Jumlah 104.000 unit usaha ini, sekitar 83.200 unit usaha mikro, sisa 20.800 unit usaha berupa usaha kecil dan menengah. Tetapi sistem pemasaran dari 104.000 UMKM ini sebagian besar masih menggunakan sistem manual.
“Terus didorong sistem pemasaran secara daring. Jika seluruh wilayah di NTT sudah memiliki layanan internet, itu sangat membantu pelaku usaha. Sekarang Pemkab dan Pemkot didorong untuk mengadakan pelatihan-pelatihan untuk pemasaran secara daring ini,”kata Yohanes Mau.
Pemprov NTT mendorong agar pemasaran produk-produk UMKM dilakukan dengan sistem rayonisasi bagi setiap kabupaten/kota. Semua UMKM harus bersinergi membantu satu sama lain. Mereka yang sudah memiliki sistem penjualan daring bisa membantu kelompok UMKM lain yang masih memiliki sistem penjualan luring.
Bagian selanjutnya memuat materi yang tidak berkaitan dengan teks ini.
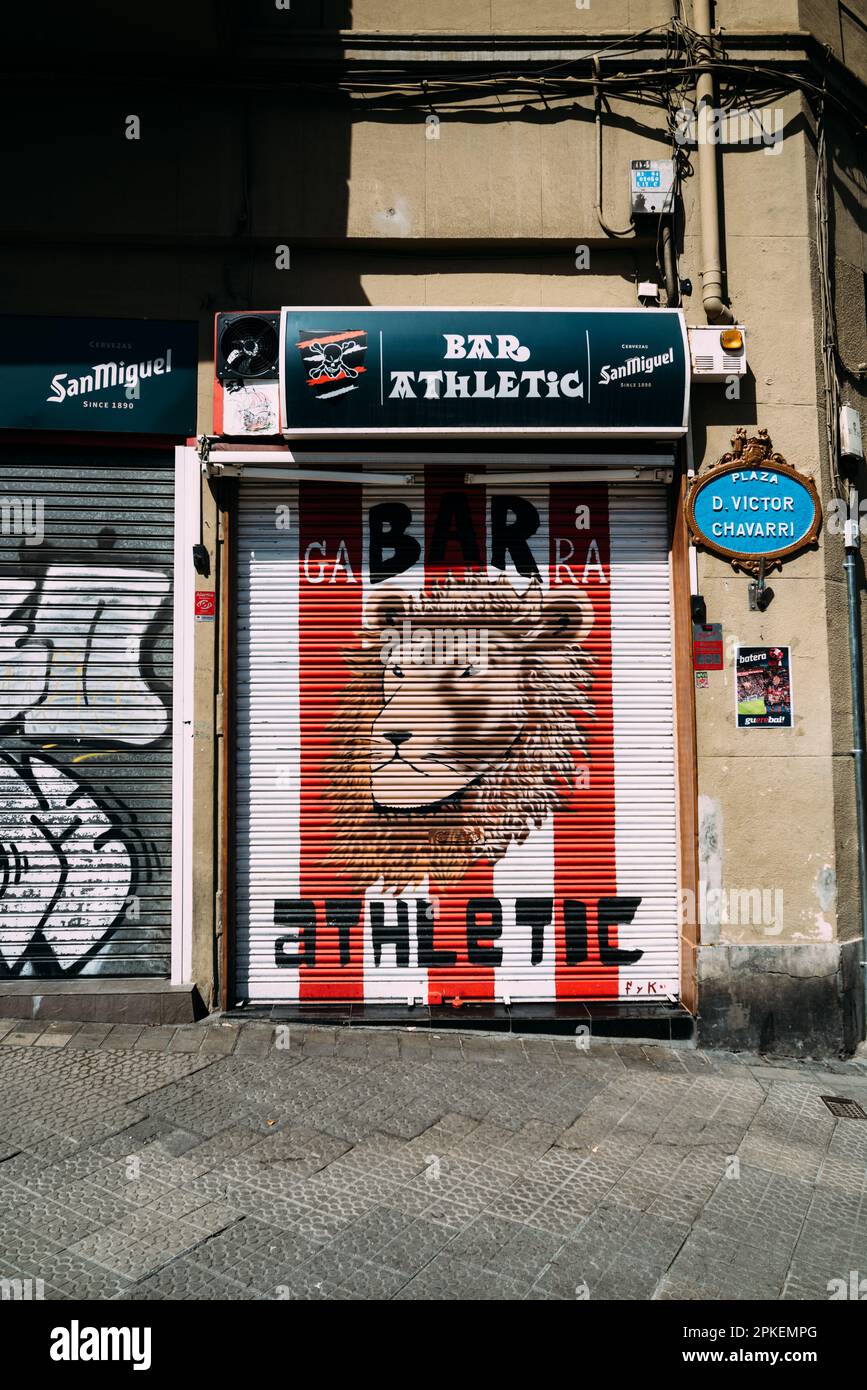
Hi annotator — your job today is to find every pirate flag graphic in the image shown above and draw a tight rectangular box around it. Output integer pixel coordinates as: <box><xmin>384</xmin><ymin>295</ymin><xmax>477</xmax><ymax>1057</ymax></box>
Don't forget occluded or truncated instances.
<box><xmin>296</xmin><ymin>329</ymin><xmax>367</xmax><ymax>400</ymax></box>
Saat ini Pemprov NTT mendorong UMKM membangun kemitraan dengan pusat-pusat perbelanjaan agar produk pelaku usaha dapat dipasarkan di gerai setempat. Pemilik outlet atau kios meminta agar produk UMKM bisa dihasilkan secara berkesinambungan.
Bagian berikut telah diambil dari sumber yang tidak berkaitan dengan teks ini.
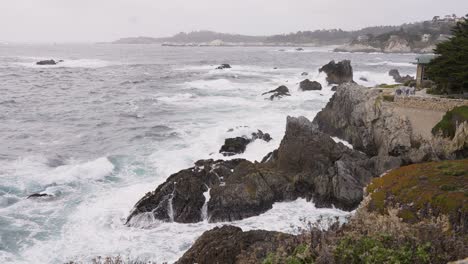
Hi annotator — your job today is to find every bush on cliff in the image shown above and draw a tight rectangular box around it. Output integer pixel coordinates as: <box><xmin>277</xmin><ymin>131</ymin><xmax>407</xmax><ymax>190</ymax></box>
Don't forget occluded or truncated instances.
<box><xmin>426</xmin><ymin>15</ymin><xmax>468</xmax><ymax>93</ymax></box>
<box><xmin>432</xmin><ymin>106</ymin><xmax>468</xmax><ymax>139</ymax></box>
<box><xmin>263</xmin><ymin>160</ymin><xmax>468</xmax><ymax>264</ymax></box>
Dengan layanan internet yang akan dibangun secara luas di NTT tahun 2021, pelaku UMKM terus didorong agar dapat memasarkan produk-produk mereka secara daring termasuk media sosial. “Saat ini saja, sudah ada puluhan produk rumah tangga yang dipasarkan secara daring melalui media sosial Facebook, Instagram, WhatsApp dan Line," ujarnya.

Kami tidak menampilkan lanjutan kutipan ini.